Relapse versus reinfection: recurrent Clostridium difficile infection following treatment with fidaxomicin or vancomycin

Iris Figueroa, Stuart Johnson, Susan P Sambol, Ellie J C Goldstein, Diane M Citron, Dale N Gerding
Clinical Infectious Diseases: An Official Publication of the Infectious Diseases Society of America 2012, 55 Suppl 2: S104-9
Our study sought to compare the strain types of Clostridium difficile causing initial and recurrent episodes of C. difficile infection (CDI) in adult patients with a first episode of CDI or 1 prior episode of CDI within the previous 90 days. Strains originated from patients who had been entered into two phase 3 randomized clinical trials of fidaxomicin versus vancomycin. Isolates of C. difficile from the initial and recurrent episodes within 28 (± 2) days of cure of CDI were compared using restriction endonuclease analysis (REA) typing. Paired isolates were available from 90 of 194 (46%) patients with recurrent CDI. Patients with isolates available were significantly younger (P = .008) and more likely to be from Canadian sites (P = .0001), compared with patients without isolates. In 75 of 90 subjects (83.3%), the identical REA type strain was identified at recurrence and the initial episode (putative relapse).

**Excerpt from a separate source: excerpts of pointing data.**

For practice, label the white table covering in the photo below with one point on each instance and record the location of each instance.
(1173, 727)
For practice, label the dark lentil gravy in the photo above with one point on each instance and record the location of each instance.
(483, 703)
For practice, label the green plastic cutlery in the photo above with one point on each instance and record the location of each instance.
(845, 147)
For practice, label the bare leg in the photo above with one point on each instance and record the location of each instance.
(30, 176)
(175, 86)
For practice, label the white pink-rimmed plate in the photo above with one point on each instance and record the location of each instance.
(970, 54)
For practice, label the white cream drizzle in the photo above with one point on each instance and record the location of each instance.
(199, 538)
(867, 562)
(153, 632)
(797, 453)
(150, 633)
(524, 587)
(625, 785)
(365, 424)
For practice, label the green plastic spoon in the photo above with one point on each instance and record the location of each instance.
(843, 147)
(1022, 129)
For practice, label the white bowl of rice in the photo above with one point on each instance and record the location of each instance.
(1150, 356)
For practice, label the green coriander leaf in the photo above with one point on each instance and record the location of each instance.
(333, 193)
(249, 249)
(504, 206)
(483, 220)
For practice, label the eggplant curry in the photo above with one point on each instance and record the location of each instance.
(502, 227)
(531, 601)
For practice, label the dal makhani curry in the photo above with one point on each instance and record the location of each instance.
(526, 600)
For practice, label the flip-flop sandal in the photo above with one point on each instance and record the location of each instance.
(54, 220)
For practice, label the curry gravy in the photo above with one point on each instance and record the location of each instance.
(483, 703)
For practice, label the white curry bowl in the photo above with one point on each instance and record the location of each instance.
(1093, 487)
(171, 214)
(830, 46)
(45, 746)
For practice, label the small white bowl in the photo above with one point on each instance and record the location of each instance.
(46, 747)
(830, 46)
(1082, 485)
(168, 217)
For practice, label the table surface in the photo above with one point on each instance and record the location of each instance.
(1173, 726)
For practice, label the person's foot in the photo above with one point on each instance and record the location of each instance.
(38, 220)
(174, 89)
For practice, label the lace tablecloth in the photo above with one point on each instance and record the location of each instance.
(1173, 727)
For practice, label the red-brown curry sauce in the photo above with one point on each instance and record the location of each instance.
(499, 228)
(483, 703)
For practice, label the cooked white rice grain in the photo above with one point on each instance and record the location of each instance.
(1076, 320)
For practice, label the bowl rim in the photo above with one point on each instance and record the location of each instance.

Early recurrences (0-14 days after treatment completion) were relapses in 86.7% and a new strain (reinfection) in 13.3%. Later recurrences (15-31 days after treatment) were relapses in 76.7% and reinfections in 23.3%. Mean time (± standard deviation) to recurrence was 12.2 (± 6.4) days for relapses and 14.7 (± 6.8) days for reinfections (P = .177). The most common BI/NAP1/027 group and the previous US epidemic REA group J/NAP2/001 had a significantly higher combined rate of recurrence with the same strain (relapse), compared with the other REA groups (39 of 42 [93%] vs 36 of 48 [75%], respectively; P = .023). We found a higher than historic rate of recurrent CDI caused by the same isolate as the original episode, a finding that may be related to the relatively short observation period in this study and the high frequency of isolation of epidemic strains, such as groups BI and J, for which relapse rates may be higher than for other REA groups. Caution in generalizing these observations is required, because the patients studied were younger and more likely to be from Canadian sites than were patients with recurrence who did not provide isolates.